After niacin was melted with excipients and cooled, the mass was extruded and spheronized into pellets. Size distribution and flowability were determined before pellets were filled into hard gelatin capsule. The USP dissolution study revealed that a candidate formulation of 250 mg in strength released similar amount of niacin as its commercial reference, selleck niacin controlled-release 500 mg tablet, in 6 h (223.9 +/- 23.8 mg, n=4 versus 259.4 +/- 2.6 mg, n=3). The differential scanning calorimetry study of the pellets in capsules stored in 40 degrees C for 4 weeks, and the content assay of capsules in 40 degrees C up to 6 months suggested that niacin was stable within the innovative formulation. In vitro
release from this innovative ER capsules stored at 40 degrees C up to 4 weeks were also investigated.”

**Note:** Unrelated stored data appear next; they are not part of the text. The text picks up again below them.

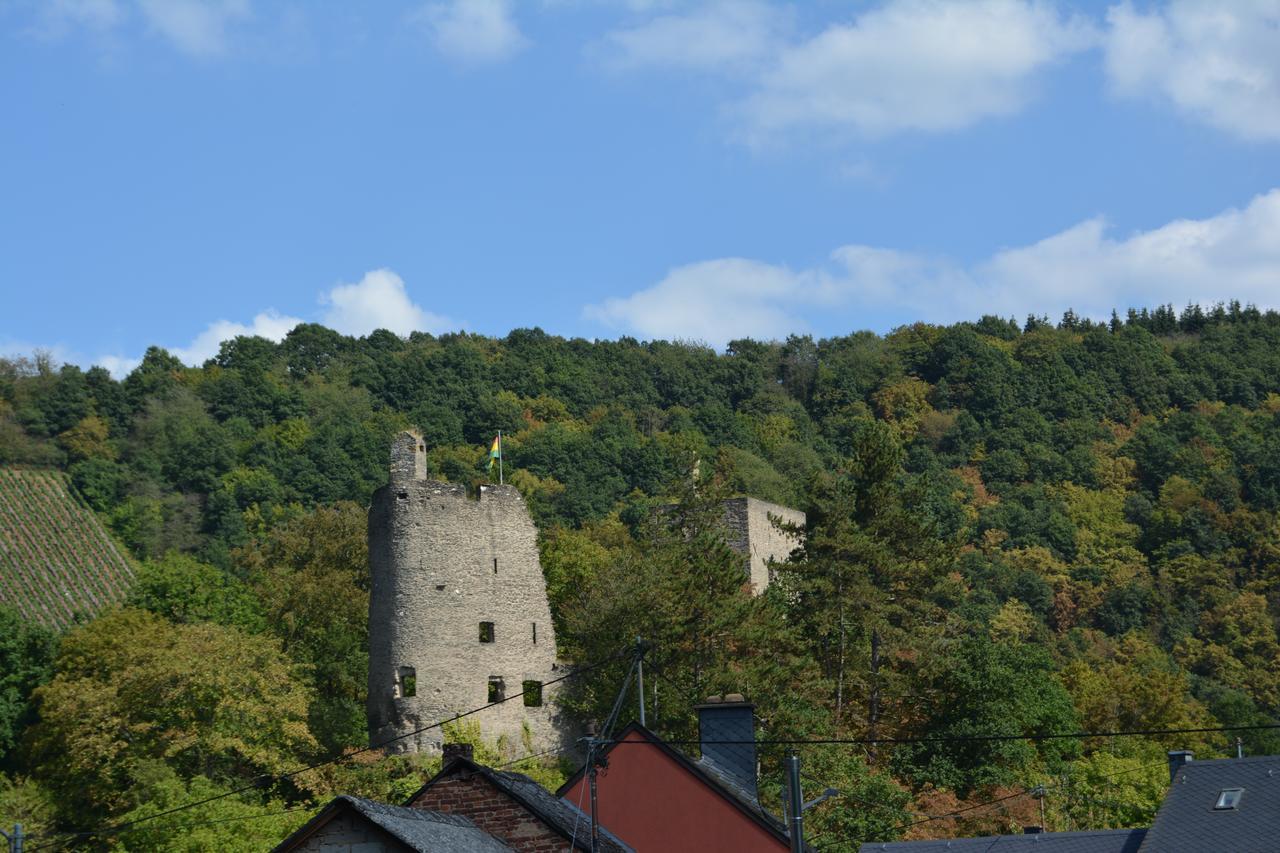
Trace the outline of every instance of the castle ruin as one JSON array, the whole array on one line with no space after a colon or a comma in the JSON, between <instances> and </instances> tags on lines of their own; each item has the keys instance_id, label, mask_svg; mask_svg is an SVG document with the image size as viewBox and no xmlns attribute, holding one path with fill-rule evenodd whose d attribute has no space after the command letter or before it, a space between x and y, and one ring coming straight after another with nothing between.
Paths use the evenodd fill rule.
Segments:
<instances>
[{"instance_id":1,"label":"castle ruin","mask_svg":"<svg viewBox=\"0 0 1280 853\"><path fill-rule=\"evenodd\" d=\"M723 506L725 544L743 556L751 591L759 595L773 580L769 563L787 559L800 545L798 537L775 527L770 516L803 530L805 515L798 509L759 498L730 498Z\"/></svg>"},{"instance_id":2,"label":"castle ruin","mask_svg":"<svg viewBox=\"0 0 1280 853\"><path fill-rule=\"evenodd\" d=\"M369 737L389 752L439 750L423 726L525 692L471 719L488 738L559 745L562 675L537 532L514 486L427 479L422 437L391 446L390 482L369 509Z\"/></svg>"}]
</instances>

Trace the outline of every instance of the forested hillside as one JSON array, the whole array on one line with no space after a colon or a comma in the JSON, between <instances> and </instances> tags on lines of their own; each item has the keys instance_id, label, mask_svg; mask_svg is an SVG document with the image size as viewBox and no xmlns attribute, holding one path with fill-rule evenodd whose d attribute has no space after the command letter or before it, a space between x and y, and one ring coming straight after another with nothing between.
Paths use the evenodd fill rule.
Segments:
<instances>
[{"instance_id":1,"label":"forested hillside","mask_svg":"<svg viewBox=\"0 0 1280 853\"><path fill-rule=\"evenodd\" d=\"M123 609L61 638L0 614L0 819L94 828L363 745L363 507L410 425L433 476L469 484L503 431L563 654L651 639L663 734L737 691L763 738L911 741L802 748L815 788L847 793L812 813L821 849L1038 823L1017 796L1036 785L1054 829L1142 825L1163 750L1235 735L965 738L1280 712L1275 313L983 317L724 354L303 325L199 368L152 349L119 382L0 361L0 464L65 470L141 565ZM714 524L732 493L809 513L755 599ZM571 682L574 707L601 713L624 666ZM1280 753L1274 730L1240 737ZM291 809L390 797L420 769L362 755L198 816L259 816L202 831L260 849ZM122 849L167 843L164 818L143 826Z\"/></svg>"}]
</instances>

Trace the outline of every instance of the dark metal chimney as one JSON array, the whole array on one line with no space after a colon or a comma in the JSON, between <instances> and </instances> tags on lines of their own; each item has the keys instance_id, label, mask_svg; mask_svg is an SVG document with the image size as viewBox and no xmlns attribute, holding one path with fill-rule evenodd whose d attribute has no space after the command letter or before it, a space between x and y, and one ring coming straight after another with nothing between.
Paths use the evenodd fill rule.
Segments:
<instances>
[{"instance_id":1,"label":"dark metal chimney","mask_svg":"<svg viewBox=\"0 0 1280 853\"><path fill-rule=\"evenodd\" d=\"M446 743L443 751L444 761L442 762L442 766L443 764L448 764L455 758L465 758L467 761L473 760L472 756L474 755L474 752L471 744L469 743Z\"/></svg>"},{"instance_id":2,"label":"dark metal chimney","mask_svg":"<svg viewBox=\"0 0 1280 853\"><path fill-rule=\"evenodd\" d=\"M1178 771L1182 769L1182 765L1190 764L1191 759L1195 758L1195 753L1189 749L1173 749L1169 751L1169 781L1173 782L1178 778Z\"/></svg>"},{"instance_id":3,"label":"dark metal chimney","mask_svg":"<svg viewBox=\"0 0 1280 853\"><path fill-rule=\"evenodd\" d=\"M702 760L756 799L755 706L741 693L708 696L698 712Z\"/></svg>"}]
</instances>

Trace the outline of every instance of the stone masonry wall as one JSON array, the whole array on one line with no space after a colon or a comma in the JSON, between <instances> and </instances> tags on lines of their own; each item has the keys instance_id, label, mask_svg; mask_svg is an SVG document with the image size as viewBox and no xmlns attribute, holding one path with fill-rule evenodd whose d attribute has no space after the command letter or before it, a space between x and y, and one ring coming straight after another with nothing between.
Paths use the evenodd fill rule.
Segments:
<instances>
[{"instance_id":1,"label":"stone masonry wall","mask_svg":"<svg viewBox=\"0 0 1280 853\"><path fill-rule=\"evenodd\" d=\"M774 527L770 515L804 527L805 515L798 509L758 498L731 498L724 502L725 542L744 557L751 588L757 594L772 580L769 561L785 560L800 544Z\"/></svg>"},{"instance_id":2,"label":"stone masonry wall","mask_svg":"<svg viewBox=\"0 0 1280 853\"><path fill-rule=\"evenodd\" d=\"M569 849L569 842L558 832L483 776L459 773L440 779L420 792L409 806L462 815L522 853L552 853ZM587 835L590 835L589 828Z\"/></svg>"},{"instance_id":3,"label":"stone masonry wall","mask_svg":"<svg viewBox=\"0 0 1280 853\"><path fill-rule=\"evenodd\" d=\"M391 481L369 509L369 736L380 743L489 703L491 678L505 695L563 674L537 534L520 493L428 480L422 440L401 433ZM492 642L481 642L481 623ZM406 676L412 674L413 678ZM412 687L414 695L404 695ZM541 707L517 698L468 717L487 738L559 747L555 686ZM440 728L390 744L390 752L438 750Z\"/></svg>"}]
</instances>

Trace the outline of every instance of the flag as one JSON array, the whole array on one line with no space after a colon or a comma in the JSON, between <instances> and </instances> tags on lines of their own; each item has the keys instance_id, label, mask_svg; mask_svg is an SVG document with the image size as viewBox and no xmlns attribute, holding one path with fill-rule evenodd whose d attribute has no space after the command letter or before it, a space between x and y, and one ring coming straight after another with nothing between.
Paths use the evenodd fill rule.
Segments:
<instances>
[{"instance_id":1,"label":"flag","mask_svg":"<svg viewBox=\"0 0 1280 853\"><path fill-rule=\"evenodd\" d=\"M502 434L499 433L493 437L493 447L489 448L489 470L493 470L493 463L502 458Z\"/></svg>"}]
</instances>

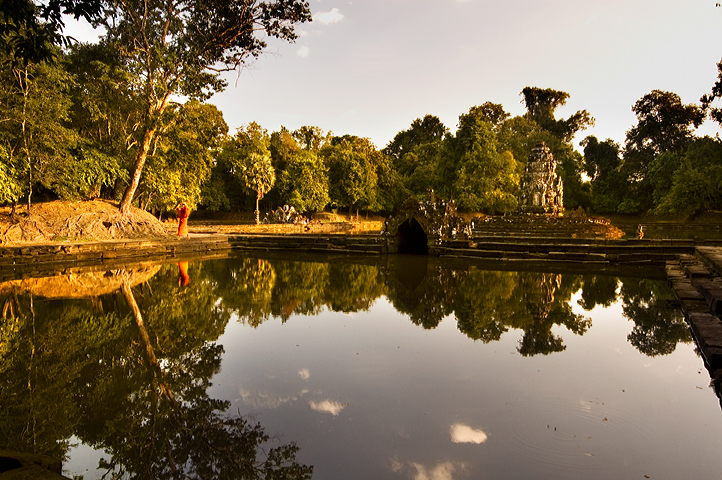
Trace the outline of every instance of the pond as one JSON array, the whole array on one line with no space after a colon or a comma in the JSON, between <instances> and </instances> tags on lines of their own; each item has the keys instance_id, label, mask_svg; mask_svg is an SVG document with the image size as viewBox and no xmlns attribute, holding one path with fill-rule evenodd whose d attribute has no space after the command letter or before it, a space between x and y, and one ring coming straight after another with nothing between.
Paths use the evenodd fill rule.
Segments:
<instances>
[{"instance_id":1,"label":"pond","mask_svg":"<svg viewBox=\"0 0 722 480\"><path fill-rule=\"evenodd\" d=\"M720 478L663 272L503 268L286 254L2 283L0 448L83 479Z\"/></svg>"}]
</instances>

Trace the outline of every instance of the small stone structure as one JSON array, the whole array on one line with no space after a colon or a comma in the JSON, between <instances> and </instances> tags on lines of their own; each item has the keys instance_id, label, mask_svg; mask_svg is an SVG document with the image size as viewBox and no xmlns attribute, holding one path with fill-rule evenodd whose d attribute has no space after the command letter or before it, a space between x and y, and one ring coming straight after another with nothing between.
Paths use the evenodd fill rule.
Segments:
<instances>
[{"instance_id":1,"label":"small stone structure","mask_svg":"<svg viewBox=\"0 0 722 480\"><path fill-rule=\"evenodd\" d=\"M266 213L263 218L263 223L289 223L293 225L303 225L308 223L308 220L303 215L299 214L293 206L284 205L278 207L275 211Z\"/></svg>"},{"instance_id":2,"label":"small stone structure","mask_svg":"<svg viewBox=\"0 0 722 480\"><path fill-rule=\"evenodd\" d=\"M456 213L454 200L448 202L429 190L425 200L409 198L399 211L386 219L381 234L389 242L389 253L429 253L442 240L472 237L473 225Z\"/></svg>"},{"instance_id":3,"label":"small stone structure","mask_svg":"<svg viewBox=\"0 0 722 480\"><path fill-rule=\"evenodd\" d=\"M564 211L564 185L556 167L549 147L538 143L524 169L519 202L523 213L559 215Z\"/></svg>"}]
</instances>

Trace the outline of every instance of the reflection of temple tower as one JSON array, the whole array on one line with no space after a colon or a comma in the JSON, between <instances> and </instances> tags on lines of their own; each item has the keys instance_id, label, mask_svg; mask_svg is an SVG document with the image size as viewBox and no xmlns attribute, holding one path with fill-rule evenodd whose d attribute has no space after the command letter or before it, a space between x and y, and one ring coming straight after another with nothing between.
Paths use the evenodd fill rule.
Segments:
<instances>
[{"instance_id":1,"label":"reflection of temple tower","mask_svg":"<svg viewBox=\"0 0 722 480\"><path fill-rule=\"evenodd\" d=\"M534 323L541 324L546 321L554 303L554 293L561 281L561 275L552 273L522 277L521 286L524 289L526 309L534 319Z\"/></svg>"},{"instance_id":2,"label":"reflection of temple tower","mask_svg":"<svg viewBox=\"0 0 722 480\"><path fill-rule=\"evenodd\" d=\"M557 163L544 142L529 154L521 186L521 211L551 213L564 211L564 186L556 174Z\"/></svg>"},{"instance_id":3,"label":"reflection of temple tower","mask_svg":"<svg viewBox=\"0 0 722 480\"><path fill-rule=\"evenodd\" d=\"M520 287L524 289L526 311L532 318L532 322L524 328L524 336L519 341L519 353L525 357L537 354L548 355L566 348L562 344L561 337L552 333L553 322L548 321L554 303L554 293L560 287L561 281L561 275L551 273L522 277Z\"/></svg>"}]
</instances>

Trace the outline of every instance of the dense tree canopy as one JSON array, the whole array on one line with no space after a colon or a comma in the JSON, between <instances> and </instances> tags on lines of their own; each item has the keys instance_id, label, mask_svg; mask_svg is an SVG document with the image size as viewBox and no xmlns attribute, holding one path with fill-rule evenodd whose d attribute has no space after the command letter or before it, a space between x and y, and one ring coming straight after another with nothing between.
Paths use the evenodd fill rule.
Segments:
<instances>
[{"instance_id":1,"label":"dense tree canopy","mask_svg":"<svg viewBox=\"0 0 722 480\"><path fill-rule=\"evenodd\" d=\"M207 99L226 86L222 71L240 67L265 48L258 30L293 41L294 25L311 18L302 0L109 0L104 6L105 15L94 23L105 29L103 41L118 50L135 80L131 90L143 99L123 212L134 199L151 144L166 124L164 113L174 96Z\"/></svg>"}]
</instances>

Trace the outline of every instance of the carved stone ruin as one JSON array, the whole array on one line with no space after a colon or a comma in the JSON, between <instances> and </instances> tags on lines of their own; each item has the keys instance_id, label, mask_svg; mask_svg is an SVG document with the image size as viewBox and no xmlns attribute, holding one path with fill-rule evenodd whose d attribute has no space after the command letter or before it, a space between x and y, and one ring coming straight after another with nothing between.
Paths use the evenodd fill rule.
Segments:
<instances>
[{"instance_id":1,"label":"carved stone ruin","mask_svg":"<svg viewBox=\"0 0 722 480\"><path fill-rule=\"evenodd\" d=\"M292 206L284 205L278 207L275 211L266 213L263 218L263 223L290 223L293 225L305 225L308 220L298 212Z\"/></svg>"},{"instance_id":2,"label":"carved stone ruin","mask_svg":"<svg viewBox=\"0 0 722 480\"><path fill-rule=\"evenodd\" d=\"M544 142L529 154L521 186L521 211L560 215L564 211L564 186L556 174L557 162Z\"/></svg>"},{"instance_id":3,"label":"carved stone ruin","mask_svg":"<svg viewBox=\"0 0 722 480\"><path fill-rule=\"evenodd\" d=\"M429 190L426 199L409 198L397 213L386 219L381 234L394 237L390 252L428 253L429 246L440 240L469 239L473 225L456 213L453 200L448 202Z\"/></svg>"}]
</instances>

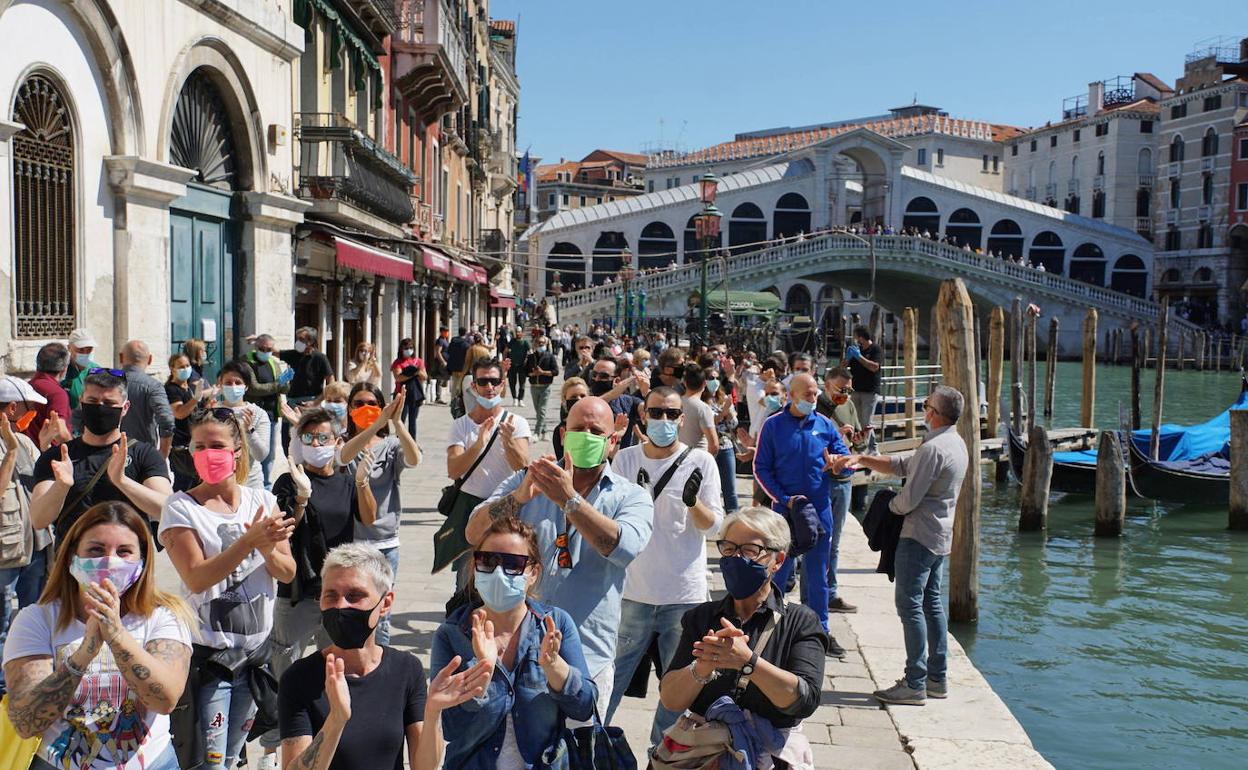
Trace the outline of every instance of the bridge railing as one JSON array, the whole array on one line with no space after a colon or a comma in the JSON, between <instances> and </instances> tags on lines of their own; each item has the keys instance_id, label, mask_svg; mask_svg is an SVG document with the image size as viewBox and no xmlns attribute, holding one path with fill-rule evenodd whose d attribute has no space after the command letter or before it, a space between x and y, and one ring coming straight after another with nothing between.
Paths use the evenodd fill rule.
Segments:
<instances>
[{"instance_id":1,"label":"bridge railing","mask_svg":"<svg viewBox=\"0 0 1248 770\"><path fill-rule=\"evenodd\" d=\"M864 237L843 233L815 235L805 240L790 241L749 254L728 257L728 274L730 276L748 275L751 271L768 265L827 251L849 251L865 255L869 253L870 248L870 244ZM1017 265L1005 259L977 254L926 238L908 235L878 235L875 236L875 253L877 258L921 254L933 260L1003 275L1055 293L1073 295L1084 300L1090 307L1116 308L1140 320L1155 318L1159 309L1156 303L1130 294L1102 286L1093 286L1056 273L1041 272L1026 265ZM707 268L709 282L717 283L722 280L722 266L721 260L713 259L710 262ZM681 265L658 273L638 276L633 279L632 286L638 290L645 289L647 293L655 293L664 289L684 289L700 279L701 269L701 265L696 262ZM618 289L619 286L616 284L603 284L568 292L559 298L559 307L565 310L575 310L600 302L613 302Z\"/></svg>"}]
</instances>

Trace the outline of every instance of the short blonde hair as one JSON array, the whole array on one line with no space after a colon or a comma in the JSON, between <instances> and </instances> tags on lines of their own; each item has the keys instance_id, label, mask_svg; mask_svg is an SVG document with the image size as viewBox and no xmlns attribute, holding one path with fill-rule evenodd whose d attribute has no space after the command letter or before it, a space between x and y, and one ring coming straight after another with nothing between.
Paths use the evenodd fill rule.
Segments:
<instances>
[{"instance_id":1,"label":"short blonde hair","mask_svg":"<svg viewBox=\"0 0 1248 770\"><path fill-rule=\"evenodd\" d=\"M394 571L386 555L367 543L343 543L325 555L321 575L331 569L353 569L373 582L377 593L385 596L394 587Z\"/></svg>"},{"instance_id":2,"label":"short blonde hair","mask_svg":"<svg viewBox=\"0 0 1248 770\"><path fill-rule=\"evenodd\" d=\"M775 548L777 551L788 551L793 543L793 538L789 534L789 524L784 517L762 506L751 505L729 514L719 530L720 538L726 539L728 530L733 524L740 524L754 530L763 536L764 545L768 548Z\"/></svg>"},{"instance_id":3,"label":"short blonde hair","mask_svg":"<svg viewBox=\"0 0 1248 770\"><path fill-rule=\"evenodd\" d=\"M566 401L568 398L568 391L575 388L577 385L586 389L589 388L589 385L585 382L585 380L580 377L569 377L563 381L563 387L559 388L559 397Z\"/></svg>"},{"instance_id":4,"label":"short blonde hair","mask_svg":"<svg viewBox=\"0 0 1248 770\"><path fill-rule=\"evenodd\" d=\"M349 395L351 395L351 383L343 380L334 380L321 391L321 401L327 401L331 398L341 398L343 401L346 401Z\"/></svg>"}]
</instances>

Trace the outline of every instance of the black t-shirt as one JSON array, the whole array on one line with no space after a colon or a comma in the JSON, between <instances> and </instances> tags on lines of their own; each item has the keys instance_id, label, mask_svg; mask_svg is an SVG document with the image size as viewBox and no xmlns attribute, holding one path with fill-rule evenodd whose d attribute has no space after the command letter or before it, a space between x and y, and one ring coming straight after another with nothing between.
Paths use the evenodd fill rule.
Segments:
<instances>
[{"instance_id":1,"label":"black t-shirt","mask_svg":"<svg viewBox=\"0 0 1248 770\"><path fill-rule=\"evenodd\" d=\"M105 470L100 474L100 480L95 483L91 493L83 497L82 502L74 506L72 510L68 509L68 506L87 488L95 472L108 464L108 458L113 455L113 445L91 446L79 437L71 440L68 446L69 459L74 464L74 486L65 495L66 507L62 508L56 517L56 531L60 535L68 532L82 512L96 503L117 500L134 504L130 498L121 493L121 490L113 486L113 482L108 480L108 471ZM35 462L34 483L52 481L54 478L52 461L60 459L61 448L59 446L54 446L40 455ZM126 445L126 476L139 483L154 476L168 478L169 466L156 447L142 441L130 441Z\"/></svg>"},{"instance_id":2,"label":"black t-shirt","mask_svg":"<svg viewBox=\"0 0 1248 770\"><path fill-rule=\"evenodd\" d=\"M624 435L620 438L620 449L627 449L637 443L637 434L633 432L633 429L641 425L642 403L640 398L628 393L607 402L612 414L622 414L628 418L628 427L624 429Z\"/></svg>"},{"instance_id":3,"label":"black t-shirt","mask_svg":"<svg viewBox=\"0 0 1248 770\"><path fill-rule=\"evenodd\" d=\"M381 663L364 677L347 677L351 719L342 731L330 770L403 770L408 725L425 718L425 669L408 652L382 647ZM278 725L282 740L313 736L329 716L325 658L297 660L282 675Z\"/></svg>"},{"instance_id":4,"label":"black t-shirt","mask_svg":"<svg viewBox=\"0 0 1248 770\"><path fill-rule=\"evenodd\" d=\"M319 350L300 353L295 350L283 350L277 357L295 370L294 379L290 381L288 398L315 398L325 388L325 378L332 377L334 367L329 359Z\"/></svg>"},{"instance_id":5,"label":"black t-shirt","mask_svg":"<svg viewBox=\"0 0 1248 770\"><path fill-rule=\"evenodd\" d=\"M528 360L525 361L524 370L526 372L532 372L536 369L541 369L543 372L550 372L550 374L530 374L529 380L534 385L549 385L554 382L555 372L559 371L559 362L555 360L555 354L551 352L530 353Z\"/></svg>"},{"instance_id":6,"label":"black t-shirt","mask_svg":"<svg viewBox=\"0 0 1248 770\"><path fill-rule=\"evenodd\" d=\"M308 483L312 485L312 495L303 509L303 518L290 536L296 579L277 584L278 596L296 602L320 595L325 555L334 546L355 539L355 522L360 517L355 476L346 468L339 468L328 476L308 471ZM273 482L273 496L277 498L277 507L287 516L295 515L295 482L289 473L283 473Z\"/></svg>"},{"instance_id":7,"label":"black t-shirt","mask_svg":"<svg viewBox=\"0 0 1248 770\"><path fill-rule=\"evenodd\" d=\"M872 342L870 345L859 351L862 357L876 364L883 365L884 351L880 350L880 346ZM870 371L862 365L858 359L849 362L849 373L853 375L854 390L863 393L875 393L880 387L880 372Z\"/></svg>"},{"instance_id":8,"label":"black t-shirt","mask_svg":"<svg viewBox=\"0 0 1248 770\"><path fill-rule=\"evenodd\" d=\"M464 359L468 357L468 348L472 342L467 337L456 337L446 347L446 370L451 373L464 370Z\"/></svg>"},{"instance_id":9,"label":"black t-shirt","mask_svg":"<svg viewBox=\"0 0 1248 770\"><path fill-rule=\"evenodd\" d=\"M251 368L251 376L252 379L255 380L255 383L257 385L272 385L277 382L278 375L273 371L277 364L273 362L272 359L269 361L259 361L254 357L254 355L255 354L253 352L243 356L239 360ZM329 359L325 359L325 362L328 364ZM322 380L322 382L324 382L324 380ZM258 398L249 398L247 400L263 409L265 413L269 415L269 419L280 417L277 413L277 395L260 396Z\"/></svg>"},{"instance_id":10,"label":"black t-shirt","mask_svg":"<svg viewBox=\"0 0 1248 770\"><path fill-rule=\"evenodd\" d=\"M450 345L451 345L450 340L443 339L442 337L438 337L436 340L434 340L434 341L433 341L433 344L434 344L434 345L437 345L437 346L438 346L438 350L440 350L440 351L442 352L442 361L441 361L441 362L439 362L439 361L437 361L437 360L435 359L435 360L434 360L434 363L435 363L435 364L439 364L439 365L445 365L445 363L446 363L446 361L447 361L447 358L446 358L446 349L447 349L448 347L450 347Z\"/></svg>"},{"instance_id":11,"label":"black t-shirt","mask_svg":"<svg viewBox=\"0 0 1248 770\"><path fill-rule=\"evenodd\" d=\"M176 404L185 404L194 398L190 388L184 388L176 382L165 383L165 397L169 399L169 406ZM191 418L184 417L181 420L173 421L173 445L174 446L190 446L191 445Z\"/></svg>"}]
</instances>

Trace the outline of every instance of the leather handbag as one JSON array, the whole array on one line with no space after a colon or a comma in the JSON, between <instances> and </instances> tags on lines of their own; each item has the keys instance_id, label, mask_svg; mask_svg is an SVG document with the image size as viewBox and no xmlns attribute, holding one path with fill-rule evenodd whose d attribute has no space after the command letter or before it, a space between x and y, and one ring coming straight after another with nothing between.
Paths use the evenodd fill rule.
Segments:
<instances>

“Hafnium oxide films were deposited with a range of substrate temperatures using a filtered cathodic vacuum arc deposition system. The microstructure, VX-661 electronic structure, and electrical breakdown of the films were characterized. In films deposited at temperatures above 200 degrees C, the microstructure became more ordered and x-ray diffraction indicated that the dominant phase was monoclinic hafnium oxide. Evidence for the presence of the tetragonal phase was also found in the films deposited at temperatures above 400 degrees
C. The near edge structure of the oxygen K-edge measured using x-ray absorption spectroscopy, provided further evidence that films prepared at high temperatures contained a combination of the monoclinic and tetragonal phases. Films deposited at room temperature were disordered and exhibited the best electrical breakdown characteristics. The electrical
breakdown of the films deteriorated as the crystallinity increased with increasing deposition temperature. These results support the proposition that electrical breakdown paths may occur along grain boundaries in polycrystalline hafnium oxide films and therefore a disordered microstructure AZD1480 purchase is preferable. (C) 2011 American Institute of Physics. [doi:10.1063/1.3607238]“
“To enhance the mechanical strength of poly(ethylene glycol)(PEG) gels and to provide functional groups for surface modification, we prepared interpenetrating (IPN) hydrogels by incorporating poly(2-hydroxyethyl methacrylate)(PHEMA) inside PEG hydrogels. Formation of IPN hydrogels was confirmed by measuring the weight percent gain of the hydrogels after incorporation of PHEMA, as well as by ATR/FTIR analysis. Synthesis of IPN hydrogels with a high PHEMA content resulted in optically transparent and extensively crosslinked hydrogels with a lower water content and a 6 similar to 8-fold improvement in mechanical properties than PEG hydrogels. Incorporation of less than 90 wt % PHEMA resulted in opaque hydrogels due to phase separation between water and PHEMA.